According to Vinay Kumar, the WhatsApp group has members from across the country, and a member from Uganda as well.
They said that any attempt to contact DHFL regarding their repayment is met with the same response: “We would like to inform you that as per the order dated 30/09/2019 passed by the Hon’ble High Court of Judicature, Bombay in Suit No.1034 of 2019, DHFL has been restrained from making all the payments/pay-outs of Fixed Deposit without permission of Hon’ble High Court. Please note that we will process your successfully scrutinized request as soon as the injunction order is vacated.”
The FD holders now say that before approaching the Supreme Court, they are waiting for the Bombay High Court hearing on November 11 for clarity.
However, an SFIO probe casts further doubt on the fate of their hard-earned life savings.
“Banks are failing, as seen with PMC Bank, so we are scared to keep our money there. Clearly, AAA-rated companies are not as safe, as seen with IL&FS and DHFL crisis. The only option available then is to keep our money safe at home, but what if demonetisation happens again?  Where can one safely park their funds? It doesn’t seem to be safe anywhere,” Vinay Kumar lamented.
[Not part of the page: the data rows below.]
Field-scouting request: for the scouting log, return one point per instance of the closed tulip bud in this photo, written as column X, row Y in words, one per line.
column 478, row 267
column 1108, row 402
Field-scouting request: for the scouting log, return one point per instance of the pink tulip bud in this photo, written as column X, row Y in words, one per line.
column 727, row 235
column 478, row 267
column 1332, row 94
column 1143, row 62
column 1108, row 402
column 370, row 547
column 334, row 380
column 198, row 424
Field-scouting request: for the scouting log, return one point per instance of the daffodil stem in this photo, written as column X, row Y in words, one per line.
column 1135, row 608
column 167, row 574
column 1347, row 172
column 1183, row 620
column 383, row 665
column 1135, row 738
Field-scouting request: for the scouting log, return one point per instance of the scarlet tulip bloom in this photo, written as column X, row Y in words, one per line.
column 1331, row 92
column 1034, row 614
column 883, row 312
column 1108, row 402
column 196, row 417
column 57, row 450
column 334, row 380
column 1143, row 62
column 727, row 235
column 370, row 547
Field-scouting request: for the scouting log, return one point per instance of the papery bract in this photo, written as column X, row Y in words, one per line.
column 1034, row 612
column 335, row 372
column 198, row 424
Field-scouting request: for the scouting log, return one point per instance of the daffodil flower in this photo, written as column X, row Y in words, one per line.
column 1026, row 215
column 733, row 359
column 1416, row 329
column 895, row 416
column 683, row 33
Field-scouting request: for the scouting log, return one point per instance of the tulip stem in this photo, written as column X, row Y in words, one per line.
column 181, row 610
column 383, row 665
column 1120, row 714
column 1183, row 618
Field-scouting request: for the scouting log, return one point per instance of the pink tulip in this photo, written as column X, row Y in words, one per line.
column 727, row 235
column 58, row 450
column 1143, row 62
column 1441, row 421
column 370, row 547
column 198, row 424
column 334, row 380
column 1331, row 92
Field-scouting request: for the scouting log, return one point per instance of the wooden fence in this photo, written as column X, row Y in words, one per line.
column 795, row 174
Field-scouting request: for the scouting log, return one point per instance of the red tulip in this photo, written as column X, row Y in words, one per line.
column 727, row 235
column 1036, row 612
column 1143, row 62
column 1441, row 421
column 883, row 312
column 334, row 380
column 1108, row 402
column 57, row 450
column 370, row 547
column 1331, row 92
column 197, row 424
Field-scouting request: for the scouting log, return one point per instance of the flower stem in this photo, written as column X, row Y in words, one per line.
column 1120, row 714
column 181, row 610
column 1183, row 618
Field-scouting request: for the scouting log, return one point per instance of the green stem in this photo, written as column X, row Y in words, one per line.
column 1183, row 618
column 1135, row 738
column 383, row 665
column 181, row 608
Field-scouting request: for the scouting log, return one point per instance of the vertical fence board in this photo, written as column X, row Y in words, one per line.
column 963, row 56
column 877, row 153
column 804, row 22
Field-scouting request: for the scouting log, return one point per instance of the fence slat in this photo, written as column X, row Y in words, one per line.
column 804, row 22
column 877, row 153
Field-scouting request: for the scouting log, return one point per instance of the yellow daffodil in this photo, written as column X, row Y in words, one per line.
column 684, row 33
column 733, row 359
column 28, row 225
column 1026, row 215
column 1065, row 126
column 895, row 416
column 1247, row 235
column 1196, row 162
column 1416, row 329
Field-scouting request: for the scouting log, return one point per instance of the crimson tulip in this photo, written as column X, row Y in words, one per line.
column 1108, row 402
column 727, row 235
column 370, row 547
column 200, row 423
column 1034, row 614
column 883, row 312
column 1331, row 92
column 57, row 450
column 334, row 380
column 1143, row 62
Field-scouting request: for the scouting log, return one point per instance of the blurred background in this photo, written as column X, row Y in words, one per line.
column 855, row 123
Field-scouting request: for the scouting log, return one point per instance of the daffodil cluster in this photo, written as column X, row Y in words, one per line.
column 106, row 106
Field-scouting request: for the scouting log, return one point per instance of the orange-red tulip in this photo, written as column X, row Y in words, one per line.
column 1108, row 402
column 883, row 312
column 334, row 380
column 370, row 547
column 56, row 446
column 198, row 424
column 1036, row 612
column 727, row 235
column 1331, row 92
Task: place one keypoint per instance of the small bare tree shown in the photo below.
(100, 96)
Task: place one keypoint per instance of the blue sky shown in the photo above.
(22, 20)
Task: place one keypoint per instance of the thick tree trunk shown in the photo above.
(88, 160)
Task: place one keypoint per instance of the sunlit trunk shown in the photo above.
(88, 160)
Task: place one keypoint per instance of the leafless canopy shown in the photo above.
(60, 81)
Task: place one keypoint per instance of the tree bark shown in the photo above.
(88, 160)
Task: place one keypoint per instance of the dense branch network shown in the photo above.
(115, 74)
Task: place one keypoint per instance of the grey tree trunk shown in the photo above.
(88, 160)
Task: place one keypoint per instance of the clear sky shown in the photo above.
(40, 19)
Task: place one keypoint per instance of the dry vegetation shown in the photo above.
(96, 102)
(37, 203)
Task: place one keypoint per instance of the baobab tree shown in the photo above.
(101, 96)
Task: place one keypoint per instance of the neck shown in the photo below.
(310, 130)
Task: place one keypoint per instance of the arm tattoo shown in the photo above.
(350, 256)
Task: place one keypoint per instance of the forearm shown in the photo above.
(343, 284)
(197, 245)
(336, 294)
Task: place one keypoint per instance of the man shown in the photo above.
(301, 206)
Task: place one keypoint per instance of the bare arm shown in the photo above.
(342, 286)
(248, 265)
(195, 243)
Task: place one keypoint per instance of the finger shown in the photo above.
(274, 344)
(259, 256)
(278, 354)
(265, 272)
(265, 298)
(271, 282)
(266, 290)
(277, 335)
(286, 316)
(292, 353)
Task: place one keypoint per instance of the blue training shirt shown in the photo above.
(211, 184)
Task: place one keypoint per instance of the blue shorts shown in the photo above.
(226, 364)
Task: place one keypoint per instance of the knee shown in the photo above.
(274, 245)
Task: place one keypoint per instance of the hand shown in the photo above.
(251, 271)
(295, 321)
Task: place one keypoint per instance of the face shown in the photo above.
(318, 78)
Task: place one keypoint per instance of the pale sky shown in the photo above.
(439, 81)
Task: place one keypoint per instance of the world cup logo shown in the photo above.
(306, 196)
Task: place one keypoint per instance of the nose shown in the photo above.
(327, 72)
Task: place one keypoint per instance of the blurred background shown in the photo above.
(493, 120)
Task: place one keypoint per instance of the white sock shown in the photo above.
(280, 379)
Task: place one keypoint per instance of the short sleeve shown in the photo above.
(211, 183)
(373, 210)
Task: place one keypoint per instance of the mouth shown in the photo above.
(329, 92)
Meanwhile, DHFL has responded by saying, “The funds collected by the Company in its capacity as the collection / servicing agent are with the Company, however, in light of the interim order granted by the High Court of Bombay in the case of Reliance Nippon Life Insurance Limited vis DHFL (“High Court Order”), the Company has been unable to remit the funds collected to the assignee / buyer of the securitized / assigned pool resulting in a non-payment on the due date. The High Court Order restrains the Company from making any payments except day to day operational expenses and accordingly, in compliance with the order, these payments have not been made by the Company.”